Delhi gets its baseline for pollution due to impact of Covid-19 lockdown
Delhi’s baseline pollution level --- the minimum pollution when major polluting sources are shut --- is about a tenth of the peak pollution the capital witnesses, especially during the October-January period, a new study based on real time pollution data during Covid-19 lockdown this April, has found.
Air quality of a place depends on overall pollution load from sources such as industries and vehicles and the local weather conditions, which impact dispersion of pollutants.
Scientists from the Delhi Pollution Control Committee (DPCC) and the Indian Institute of Tropical Meteorology (IITM) have published a paper in peer reviewed science journal, Current Science, providing baseline pollution level for six different pollutants for Delhi, after studying air quality levels at 34 locations in the capital, where real time pollution is monitored.
“This is the first baseline pollution level data of Delhi. While background pollution is pollution which comes from outside or which would have been naturally present, baseline pollution is the minimum pollution level to which the population is chronically exposed and hence greatly relevant to epidemiological research. Such emission scenario was nearly impractical in a highly populated megacity like Delhi,” said MP George, a scientist with the Delhi Pollution Control Committee and one of the team members who did the research.
The study is based on average pollution levels for the city before and during the Covid-19 lockdown that kicked in pan-India from March 25, halting factories, construction sites, almost all vehicular movement and some other local sources that pollute Delhi’s air.
While emission sources dropped by 85% - 90% resulting in sharp decline in pollution levels, the weather also favoured Delhi and pushed down the city’s pollution to rock bottom.
“The baseline levels of PM10 and PM2.5 were found to be 38μg/m3 (± 8) and 22μg/m3 (± 6) respectively. The baseline value of NO2 was found to be 8ppb (± 3), which is considered to be very high,” states the research paper, published on October 10.

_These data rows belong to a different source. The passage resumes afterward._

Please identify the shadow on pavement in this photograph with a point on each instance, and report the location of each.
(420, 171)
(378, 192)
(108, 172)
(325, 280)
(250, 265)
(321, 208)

The research was led by Gufran Beig, a senior scientist with the Indian Institute of Tropical Meteorology, in Pune. Eleven researchers from IITM, DPCC, Utkal University and the India Meteorological Department (IMD) analyzed data from 34 automatic air quality monitoring stations in Delhi from February 20 to April 14 and prepared base level of seven pollutants including PM10, PM2.5, NO2 and SO2 among others.
The data were compared with pollution levels of 2019 during the same period for reference purpose. The level of PM10 was found to shoot up occasionally in May despite lockdown because of dust storms bringing in pollutants from the sandy western parts of India.
The findings show that even though PM10 levels remained mostly above the permissible limit of 100μg/m3 during the pre-lockdown period occasionally touching and crossing the 200μg/m3 mark, in the post lockdown period it remained much below the 100 μg/m3 mark. On Saturday at 5 pm, it was 232μg/m3, almost six time the pollution level of the baseline.
The level of PM2.5 remained mostly above the permissible limit of 60μg/m3 in the pre-lockdown period and on one occasion it shot up to nearly 140μg/m3. Compared to this in the lockdown period it remained below the 40μg/m3 mark on most days and even touched 20μg/m3. On Saturday at 5 pm it was 95μg/m3, almost five times of the baseline.
In winter, PM2.5 and PM10 breach their respective severe+ marks of 300ug/m3 and 500ug/m3, primarily because of poor dispersion and higher pollution load because of stubble burning in the farm rich states of Punjab and Haryana. It starts coming down from February as weather starts becoming warmer and burning also reduces.
“Pollution level dropped sharply immediately after the lockdown and concentration of pollutants touched the saturation level within a few days, beyond which further decline was not possible. In the present case, each pollutant of Delhi reached the saturation level within 4–6 days after lockdown, beyond which a steady level was maintained,” the authors said in the paper.
Experts have welcomed the study saying that it is this baseline pollution which the population is chronically exposed and hence greatly relevant to epidemiological research.
“This is the first baseline data. Some pollution will always be there because of kitchen pollution and pollution triggered to operate emergency services, say an ambulance on the road or a thermal power plant. Such baseline-pollution scenario is practically impossible to achieve in a megacity like Delhi but the lockdown helped us to prepare the first set of baseline pollution data. We should now utilize this to redefine our air quality standards and also plan our pollution mitigation strategies,” said D Saha, former chief of the Central Pollution Control Board’s air quality laboratory.